Körperliche Selbstbestimmung von Frauen war eines der wichtigsten Themen für junge und weibliche Wähler:in­nen, dank deren Mobilisierung PiS im Oktober die Macht verloren hatte. In jüngsten Umfragen sprechen sich 62 Prozent der Befragten für die Legalisierung von Abtreibung mindestens bis zur zwölften Schwangerschaftswoche aus, unter Wähler:innen der Regierungskoalition sind es gar 92 Prozent.

Einige von ihnen rufen nun zu Protesten auf, wie sie seit der Abstimmung in mehreren Städten im Land stattfanden, auch am Dienstag vor dem Sejm-Gebäude in Warschau. Die Koalitionsparteien müssen davon ausgehen, dass einige der nun Enttäuschten bei den kommenden Wahlen nicht wieder für sie stimmen werden.

 Veto des Präsidenten droht

Auch in der Koalition kriselt es immer mehr: In der Fraktion der Lewica rumort es. Nicht nur werden ihre zentralen Wahlkampfthemen kaum angegangen, wie der Kampf für bezahlbaren Wohnraum. Nun stehen auch gesellschaftspolitische Minimalkompromisse auf der Kippe, die den Kitt der Koalition hätten bilden sollen.

Als Blockierer tritt immer wieder neben dem PSL die zweite große Mitgliedspartei der Trzecia Droga auf, das katholisch-konservative Bündnis Polska 2050. Die beiden Parteien blockieren neben Reformen in der Abtreibungsfrage gegenwärtig auch die Arbeit an einem Gesetzesentwurf zu Lebenspartnerschaften für gleichgeschlechtliche Paare.

Zwar hätte auch eine Zustimmung des Sejm nicht bedeutet, dass das Gesetz tatsächlich in Kraft tritt. Der PiS nahestehende Staatspräsident Andrzej Duda hatte schon vor der Abstimmung angekündigt, sein Veto einzulegen, sollte der Entwurf verabschiedet werden.

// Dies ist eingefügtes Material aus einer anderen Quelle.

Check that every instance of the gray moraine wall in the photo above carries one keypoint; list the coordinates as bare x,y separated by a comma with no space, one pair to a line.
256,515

Doch die Regierungskoalition hätte damit erneut ein Argument in der Hand gehabt, wieso bei der im kommenden Jahr anstehenden Präsidentschaftswahl unbedingt ein:e Kandi­dat:in der Koalition gewinnen müsste. Die Lewica hat angekündigt, den Gesetzentwurf so oft erneut ins Parlament einzubringen, bis er eine Mehrheit findet – um dann wohl am Veto des Präsidenten zu scheitern.